Emmanuel Anebsa Hits UK Reggae iTunes With ‘My Jamaica Roots’
Reggae artiste Emmanuel Anebsa is all smiles this week as he just released ‘My Jamaica Roots’, his most commercially successful album to date, as he debuted at number two on the UK reggae iTunes charts this week.
“I never got on the chart before, so this is my best album sales ever. To come out, and on the first day and get there and peak at #2 on the top 200 album chart is quite good with Bob at number 1,” he said.
The album remained on the chart for four days.
The 9 track album features politically charged songs such as ‘Mash Up Jamaica’, ‘Sing the Revolution’ and ‘Time’. The album was released on February 11th on the Wont Stop Record label.
He finds it very gratifying that he is able to make a political statement with this fiery work and still get commercial sales.

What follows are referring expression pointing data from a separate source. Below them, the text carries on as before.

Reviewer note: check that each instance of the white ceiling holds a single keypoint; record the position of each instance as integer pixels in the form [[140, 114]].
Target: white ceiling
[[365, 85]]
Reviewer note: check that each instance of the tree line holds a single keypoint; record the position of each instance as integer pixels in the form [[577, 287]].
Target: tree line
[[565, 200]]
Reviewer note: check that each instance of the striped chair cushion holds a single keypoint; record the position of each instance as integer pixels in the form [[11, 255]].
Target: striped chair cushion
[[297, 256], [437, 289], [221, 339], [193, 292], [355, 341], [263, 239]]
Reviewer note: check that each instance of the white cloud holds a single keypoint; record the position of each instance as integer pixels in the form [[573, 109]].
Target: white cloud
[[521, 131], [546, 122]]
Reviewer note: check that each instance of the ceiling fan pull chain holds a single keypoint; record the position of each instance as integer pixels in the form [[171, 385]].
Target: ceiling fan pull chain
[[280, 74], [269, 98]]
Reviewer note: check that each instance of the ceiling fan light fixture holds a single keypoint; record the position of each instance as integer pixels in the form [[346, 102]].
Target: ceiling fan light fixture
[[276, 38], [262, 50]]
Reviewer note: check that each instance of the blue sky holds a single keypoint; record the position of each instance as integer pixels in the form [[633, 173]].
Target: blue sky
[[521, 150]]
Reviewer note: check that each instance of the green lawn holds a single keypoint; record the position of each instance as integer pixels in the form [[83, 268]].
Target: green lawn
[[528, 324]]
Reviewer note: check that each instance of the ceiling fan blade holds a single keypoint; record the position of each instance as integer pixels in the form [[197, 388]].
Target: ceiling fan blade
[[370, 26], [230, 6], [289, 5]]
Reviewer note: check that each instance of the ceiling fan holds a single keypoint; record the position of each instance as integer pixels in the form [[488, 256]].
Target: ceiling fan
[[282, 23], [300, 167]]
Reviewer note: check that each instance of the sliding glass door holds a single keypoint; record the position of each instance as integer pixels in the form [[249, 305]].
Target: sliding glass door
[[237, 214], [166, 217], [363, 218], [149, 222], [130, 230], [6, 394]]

“We live in the UK and grow on Jamaica culture and we’re militant inna Babylon cause we want to be free. Big respect to artistes like Hugh Mandel, Jacob Miller and Dennis Brown who I grew up listening to in my father’s cafe. I grow up and I see the oppression, lack of opportunity created by a system designed against us. We were victims of systematic racism in the UK, I grow with that and see it is still the same but now it is racism with a smile,” he said.
One of Anebsa’s favourite songs on the album is ‘Sing the Revolution’, which has a theme of resisting oppression which rings particularly true in Black History Month.
https://www.youtube.com/watch?v=dlHQQJO9Jlw
“I got to sing the revolution is one of my favourites. With lines like: yes the man ah inspector, him say mi have to wuk the hectare, yes him come fi bruk the tractor, mi have to work it little harder. It has been a struggle for my black people, the lines: when mi take a look, the man weh give me beating, ah the man weh give me book. Is a trick with disaster, they try to defeat us with their unfair practices, they create chains to trap us. In the education sector, they teach us to fail, creating a “school-to-prison pipeline’ where they can further oppress us,” he said.
Anebsa is a savvy businessman who launched Wontstop Record in his hometown, Bristol in 1998. He has released 40 albums including the popular St Paul’s Ghetto.
“We nah stop bun Babylon. With no compromise for money or position in music cause I know you can’t be famous and sing the revolution,” he said.